Status Facebook-mu Jenisnya Apa?

.
*Ikutan ngepost, abisna... lucuu*

Sesungguhnya mulut mu adalah harimau mu, ini kata orang bukan kata saya. Kalo kata saya di jaman yang katanya modern ini postingan mu harimau mu. Ngerti ngga?.

Maksud saya kalo dulu manusia saling berhubungan satu sama lain melalui mulut secara langsung atau tidak langsung (seperti telepon), maka mulut mu harimau mu adalah peribahasa yang cocok untuk menggambarkan bahwa kita harus berhati-hati dalam berucap.
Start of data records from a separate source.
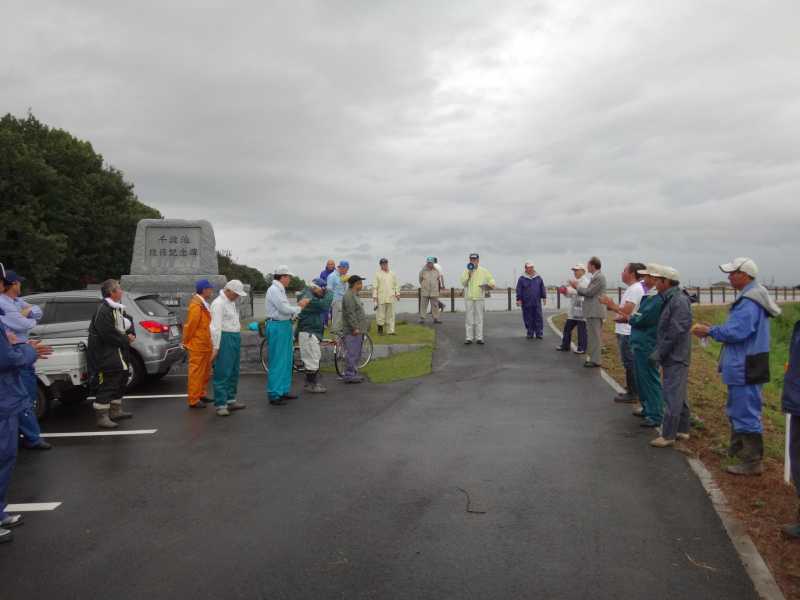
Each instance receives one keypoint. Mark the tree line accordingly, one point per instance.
(68, 219)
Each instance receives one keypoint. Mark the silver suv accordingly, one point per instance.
(158, 333)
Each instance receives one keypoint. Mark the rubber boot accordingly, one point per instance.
(736, 444)
(318, 388)
(309, 381)
(116, 413)
(751, 454)
(103, 421)
(792, 530)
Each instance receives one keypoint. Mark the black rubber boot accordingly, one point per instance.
(751, 455)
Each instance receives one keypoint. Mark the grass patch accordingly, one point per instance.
(406, 333)
(407, 365)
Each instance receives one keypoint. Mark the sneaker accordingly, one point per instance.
(661, 442)
(12, 521)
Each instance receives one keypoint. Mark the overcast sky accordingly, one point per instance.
(549, 131)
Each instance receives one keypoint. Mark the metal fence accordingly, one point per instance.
(504, 299)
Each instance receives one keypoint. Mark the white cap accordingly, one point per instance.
(283, 270)
(743, 264)
(669, 273)
(237, 287)
(652, 269)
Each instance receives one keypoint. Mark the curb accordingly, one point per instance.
(754, 564)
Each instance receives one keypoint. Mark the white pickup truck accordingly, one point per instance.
(63, 375)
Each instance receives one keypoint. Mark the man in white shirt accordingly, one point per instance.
(628, 304)
(385, 293)
(226, 346)
(280, 337)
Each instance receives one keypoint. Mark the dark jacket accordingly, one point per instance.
(310, 320)
(791, 381)
(353, 315)
(531, 290)
(673, 343)
(13, 395)
(644, 324)
(109, 348)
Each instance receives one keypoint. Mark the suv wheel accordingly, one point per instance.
(136, 372)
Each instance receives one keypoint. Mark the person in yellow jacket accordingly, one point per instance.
(197, 341)
(385, 293)
(476, 281)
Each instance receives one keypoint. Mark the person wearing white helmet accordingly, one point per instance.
(280, 336)
(226, 344)
(744, 362)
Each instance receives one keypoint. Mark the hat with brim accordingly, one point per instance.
(237, 287)
(652, 269)
(743, 264)
(282, 270)
(11, 277)
(669, 273)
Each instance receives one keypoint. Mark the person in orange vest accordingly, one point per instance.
(197, 341)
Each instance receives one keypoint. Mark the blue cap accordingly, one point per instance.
(11, 277)
(203, 284)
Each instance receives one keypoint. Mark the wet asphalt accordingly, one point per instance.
(507, 473)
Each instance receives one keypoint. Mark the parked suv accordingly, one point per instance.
(67, 316)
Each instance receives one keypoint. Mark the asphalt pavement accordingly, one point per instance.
(507, 473)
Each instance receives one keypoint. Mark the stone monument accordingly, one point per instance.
(169, 256)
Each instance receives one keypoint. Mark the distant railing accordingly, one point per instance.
(705, 295)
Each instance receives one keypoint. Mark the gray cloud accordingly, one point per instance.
(547, 131)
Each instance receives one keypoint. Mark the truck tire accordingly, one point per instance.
(136, 372)
(42, 405)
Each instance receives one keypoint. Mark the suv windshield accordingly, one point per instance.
(152, 307)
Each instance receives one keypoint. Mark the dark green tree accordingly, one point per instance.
(67, 219)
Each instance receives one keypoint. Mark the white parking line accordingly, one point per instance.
(33, 506)
(101, 433)
(145, 397)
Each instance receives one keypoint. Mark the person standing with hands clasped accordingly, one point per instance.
(593, 311)
(197, 342)
(531, 295)
(744, 362)
(226, 341)
(20, 317)
(477, 281)
(110, 335)
(385, 293)
(355, 324)
(280, 337)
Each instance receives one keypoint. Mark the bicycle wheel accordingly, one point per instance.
(339, 356)
(366, 351)
(263, 355)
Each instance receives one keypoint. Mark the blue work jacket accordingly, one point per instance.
(791, 381)
(13, 358)
(745, 333)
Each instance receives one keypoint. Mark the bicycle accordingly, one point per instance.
(328, 346)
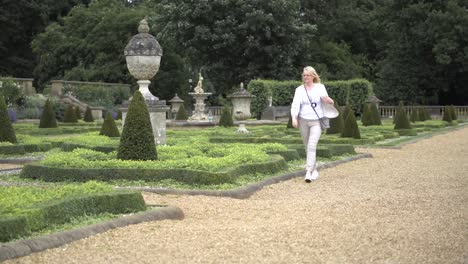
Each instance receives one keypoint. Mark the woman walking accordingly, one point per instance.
(306, 111)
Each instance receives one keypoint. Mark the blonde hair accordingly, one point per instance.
(311, 70)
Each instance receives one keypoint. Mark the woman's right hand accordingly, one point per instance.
(294, 122)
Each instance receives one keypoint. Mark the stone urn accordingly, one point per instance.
(143, 55)
(241, 103)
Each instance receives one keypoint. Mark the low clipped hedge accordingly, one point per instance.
(55, 174)
(62, 211)
(19, 149)
(327, 151)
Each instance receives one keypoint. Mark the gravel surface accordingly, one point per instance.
(405, 205)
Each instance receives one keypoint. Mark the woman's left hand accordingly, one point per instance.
(327, 99)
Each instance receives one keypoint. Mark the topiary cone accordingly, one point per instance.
(137, 140)
(7, 133)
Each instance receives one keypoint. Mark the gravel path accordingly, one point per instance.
(407, 205)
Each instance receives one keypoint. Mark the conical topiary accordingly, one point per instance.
(375, 115)
(7, 133)
(337, 123)
(447, 116)
(366, 115)
(351, 129)
(137, 140)
(109, 128)
(226, 118)
(289, 125)
(182, 113)
(77, 112)
(414, 115)
(70, 116)
(348, 109)
(48, 119)
(453, 113)
(401, 119)
(88, 117)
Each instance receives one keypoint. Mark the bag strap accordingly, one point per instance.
(313, 107)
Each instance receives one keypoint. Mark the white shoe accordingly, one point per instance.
(314, 175)
(308, 177)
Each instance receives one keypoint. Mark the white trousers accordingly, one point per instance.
(310, 132)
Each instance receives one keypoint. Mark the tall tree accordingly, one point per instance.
(426, 57)
(233, 41)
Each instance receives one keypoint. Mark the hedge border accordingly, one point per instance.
(53, 174)
(26, 247)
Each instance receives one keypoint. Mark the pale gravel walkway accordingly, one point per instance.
(406, 205)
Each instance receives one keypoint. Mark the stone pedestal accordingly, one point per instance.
(199, 109)
(241, 104)
(157, 110)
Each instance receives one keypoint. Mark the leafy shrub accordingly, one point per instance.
(337, 123)
(70, 115)
(226, 118)
(375, 114)
(351, 128)
(401, 119)
(366, 116)
(182, 113)
(414, 116)
(109, 128)
(12, 115)
(6, 132)
(77, 112)
(453, 113)
(48, 119)
(137, 140)
(88, 117)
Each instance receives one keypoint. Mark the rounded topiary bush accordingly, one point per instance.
(375, 115)
(351, 129)
(414, 116)
(337, 123)
(453, 113)
(137, 140)
(447, 115)
(48, 119)
(7, 134)
(88, 117)
(289, 125)
(70, 115)
(401, 119)
(226, 118)
(366, 116)
(109, 128)
(182, 113)
(77, 112)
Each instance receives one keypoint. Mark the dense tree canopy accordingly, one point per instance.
(414, 51)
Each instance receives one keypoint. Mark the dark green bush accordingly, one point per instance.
(48, 119)
(77, 112)
(401, 119)
(453, 113)
(182, 113)
(351, 128)
(289, 125)
(109, 128)
(226, 118)
(337, 123)
(366, 116)
(447, 115)
(375, 114)
(137, 140)
(6, 132)
(414, 116)
(88, 117)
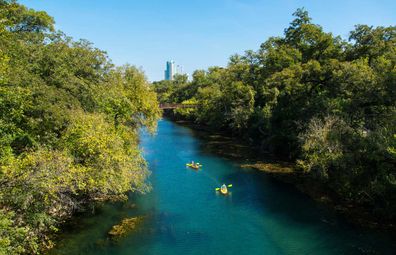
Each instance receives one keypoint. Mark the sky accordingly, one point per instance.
(197, 34)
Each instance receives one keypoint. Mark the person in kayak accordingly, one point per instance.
(223, 188)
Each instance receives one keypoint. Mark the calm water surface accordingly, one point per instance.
(184, 215)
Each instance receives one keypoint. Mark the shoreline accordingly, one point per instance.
(285, 171)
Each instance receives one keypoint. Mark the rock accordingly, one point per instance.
(126, 226)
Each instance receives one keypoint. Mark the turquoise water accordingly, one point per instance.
(184, 215)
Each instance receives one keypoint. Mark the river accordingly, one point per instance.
(184, 214)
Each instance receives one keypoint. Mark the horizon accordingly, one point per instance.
(200, 34)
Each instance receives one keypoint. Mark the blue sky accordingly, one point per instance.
(198, 33)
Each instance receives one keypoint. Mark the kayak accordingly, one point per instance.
(195, 166)
(224, 191)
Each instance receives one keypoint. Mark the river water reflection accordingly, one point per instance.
(184, 215)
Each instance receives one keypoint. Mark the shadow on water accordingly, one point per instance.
(184, 215)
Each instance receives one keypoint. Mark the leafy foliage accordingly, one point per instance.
(311, 97)
(68, 128)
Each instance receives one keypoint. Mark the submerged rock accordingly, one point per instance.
(126, 226)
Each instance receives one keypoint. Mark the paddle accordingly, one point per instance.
(229, 186)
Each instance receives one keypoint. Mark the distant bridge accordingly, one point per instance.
(176, 106)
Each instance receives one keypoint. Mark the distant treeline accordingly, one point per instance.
(323, 102)
(69, 125)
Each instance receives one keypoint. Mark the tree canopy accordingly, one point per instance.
(325, 103)
(69, 123)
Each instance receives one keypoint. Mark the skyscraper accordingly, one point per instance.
(170, 70)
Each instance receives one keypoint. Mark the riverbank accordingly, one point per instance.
(250, 157)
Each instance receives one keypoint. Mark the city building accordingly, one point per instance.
(170, 70)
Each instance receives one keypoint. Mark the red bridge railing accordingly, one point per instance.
(176, 106)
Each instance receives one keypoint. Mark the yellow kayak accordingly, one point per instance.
(224, 191)
(195, 166)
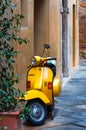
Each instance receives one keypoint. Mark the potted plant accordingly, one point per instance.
(9, 26)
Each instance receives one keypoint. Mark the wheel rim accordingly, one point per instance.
(37, 112)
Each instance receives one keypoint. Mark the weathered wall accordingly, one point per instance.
(43, 25)
(74, 34)
(25, 51)
(82, 30)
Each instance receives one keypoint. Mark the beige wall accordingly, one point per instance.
(44, 26)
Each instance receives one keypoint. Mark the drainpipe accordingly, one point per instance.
(65, 38)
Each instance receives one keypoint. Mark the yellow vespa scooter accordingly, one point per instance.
(42, 86)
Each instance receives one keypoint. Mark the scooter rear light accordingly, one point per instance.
(28, 84)
(49, 85)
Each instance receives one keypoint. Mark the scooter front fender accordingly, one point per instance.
(33, 94)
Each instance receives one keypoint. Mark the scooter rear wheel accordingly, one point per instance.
(38, 112)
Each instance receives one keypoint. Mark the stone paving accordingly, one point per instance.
(70, 107)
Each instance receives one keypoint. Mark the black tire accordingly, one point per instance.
(38, 112)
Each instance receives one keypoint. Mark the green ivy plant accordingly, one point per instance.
(10, 23)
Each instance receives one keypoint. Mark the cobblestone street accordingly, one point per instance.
(70, 107)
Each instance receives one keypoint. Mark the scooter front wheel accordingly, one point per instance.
(38, 112)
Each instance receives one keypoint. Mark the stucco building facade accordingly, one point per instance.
(49, 21)
(82, 29)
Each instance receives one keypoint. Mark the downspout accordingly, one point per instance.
(65, 38)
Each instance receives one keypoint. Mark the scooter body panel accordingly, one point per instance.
(35, 94)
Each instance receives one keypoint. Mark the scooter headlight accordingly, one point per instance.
(33, 61)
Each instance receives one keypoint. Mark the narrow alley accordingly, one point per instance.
(70, 107)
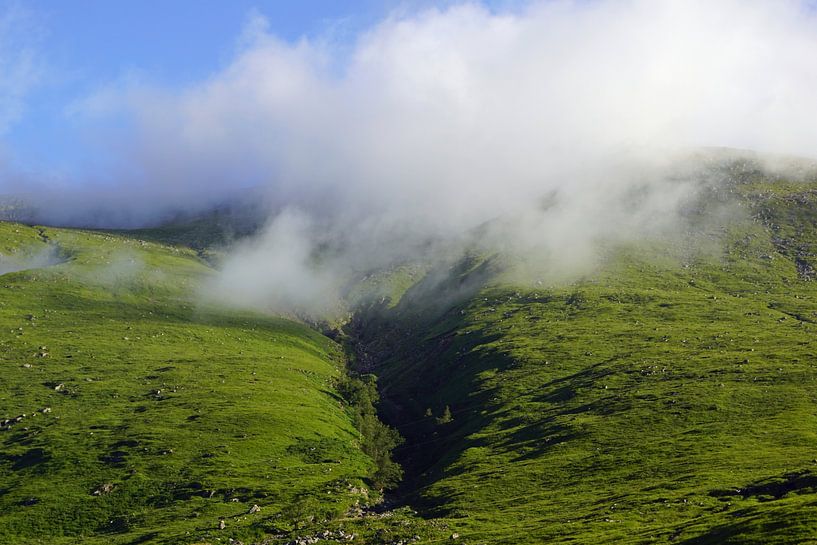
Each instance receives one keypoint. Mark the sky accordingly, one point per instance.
(375, 132)
(79, 46)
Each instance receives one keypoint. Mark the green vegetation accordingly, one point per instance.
(379, 440)
(667, 397)
(144, 418)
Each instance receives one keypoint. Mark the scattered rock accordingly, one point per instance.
(106, 488)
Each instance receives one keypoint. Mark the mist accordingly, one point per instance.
(549, 129)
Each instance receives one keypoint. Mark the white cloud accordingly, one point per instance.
(439, 121)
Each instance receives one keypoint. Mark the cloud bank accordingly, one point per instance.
(548, 121)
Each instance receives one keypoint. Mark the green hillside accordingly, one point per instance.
(668, 398)
(130, 415)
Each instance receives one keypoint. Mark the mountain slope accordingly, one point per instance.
(667, 397)
(131, 415)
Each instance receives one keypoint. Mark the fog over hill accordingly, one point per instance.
(555, 127)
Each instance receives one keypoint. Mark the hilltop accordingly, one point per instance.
(665, 396)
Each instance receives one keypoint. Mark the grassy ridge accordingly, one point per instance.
(669, 398)
(150, 420)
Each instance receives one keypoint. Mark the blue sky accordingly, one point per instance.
(80, 46)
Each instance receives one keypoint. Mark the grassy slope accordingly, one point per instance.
(192, 415)
(665, 399)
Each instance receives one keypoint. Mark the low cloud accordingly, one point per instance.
(559, 125)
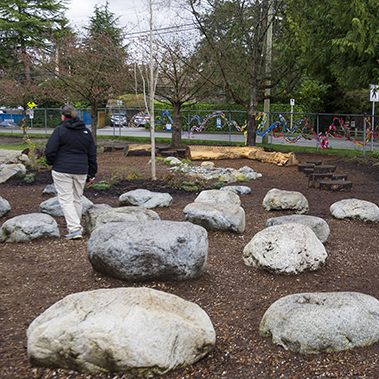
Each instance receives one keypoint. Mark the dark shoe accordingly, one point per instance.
(74, 235)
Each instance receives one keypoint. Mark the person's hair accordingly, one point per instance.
(68, 111)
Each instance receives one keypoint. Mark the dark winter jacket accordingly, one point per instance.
(71, 149)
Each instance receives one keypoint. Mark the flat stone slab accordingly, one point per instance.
(145, 198)
(140, 331)
(318, 225)
(217, 210)
(25, 228)
(99, 214)
(149, 250)
(277, 199)
(324, 322)
(238, 190)
(355, 209)
(289, 249)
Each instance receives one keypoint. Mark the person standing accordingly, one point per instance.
(71, 151)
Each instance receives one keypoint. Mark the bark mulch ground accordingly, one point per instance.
(37, 274)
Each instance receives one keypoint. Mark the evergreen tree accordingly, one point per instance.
(25, 24)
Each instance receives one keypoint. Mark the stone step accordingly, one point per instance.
(323, 169)
(335, 185)
(314, 179)
(302, 166)
(339, 177)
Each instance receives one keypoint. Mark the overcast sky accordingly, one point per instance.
(133, 15)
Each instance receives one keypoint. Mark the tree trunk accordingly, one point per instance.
(94, 122)
(176, 139)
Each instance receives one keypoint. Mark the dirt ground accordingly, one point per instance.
(35, 275)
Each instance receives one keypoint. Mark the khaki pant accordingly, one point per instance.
(70, 189)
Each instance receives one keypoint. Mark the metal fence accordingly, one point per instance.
(320, 130)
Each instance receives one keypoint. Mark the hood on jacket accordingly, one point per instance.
(74, 124)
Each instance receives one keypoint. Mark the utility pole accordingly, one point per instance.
(266, 104)
(152, 93)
Namun saat ini, seiring dengan perkembangan teknologi, manusia bisa saling berhubungan hanya lewat tulisan (SMS, email, wall facebook, twitter dan lain-lain). Maka peribahasa tersebut harus mengalami sedikit revisi menjadi “postingan mu harimau mu”. Banyak contoh kasus yang dapat kita ambil yang menjadi pelajaran bagi kita betapa harus hati-hati kita dalam memposting sesuatu di internet.Baik, untuk tulisan kali ini saya akan membahas mengenai tipe-tipe orang dalam memposting status facebooknya. Memang masalah ini sudah banyak orang yang membahasnya baik melalui blog atau pun melalui forum-forum diskusi di internet. Tapi saya tertarik untuk menuliskannya sebagai sebuah kampanye “be positive at status facebook”

1. Status spam, saya tulis spam karena dia selalu mengupdate status facebooknya hampir setiap dia bernafas, sehingga membuat time line teman-temannya menjadi penuh dengan status dia. Ditambah lagi status-statusnya itu bisa dibilang ngga penting. Contoh : “Lagi makan di McD nih” beberapa saat kemudian “Antri di 21 panjang banget” bla bla bla dan bla bla bla…. Kalo saya mempunyai teman seperti ini biasanya saya hide statusnya.

2. Status melankolis, biasanya berisi curhatan dia di statusnya dan berharap dikomentari oleh orang-orang atau hanya menge;uarkan unek-uneknya di status. Ini salah satu jenis status facebook yang saya tidak suka. Karena sepertinya dia berpikir bahwa masalahnya itu masalah yang paling berat dan rumit (orang lain juga sama hey, punya masalah). Contoh : “Padahal kamu adalah orang yang terbaik bagi ku, kenapa kamu ninggalin aku hingga aku seperti ini”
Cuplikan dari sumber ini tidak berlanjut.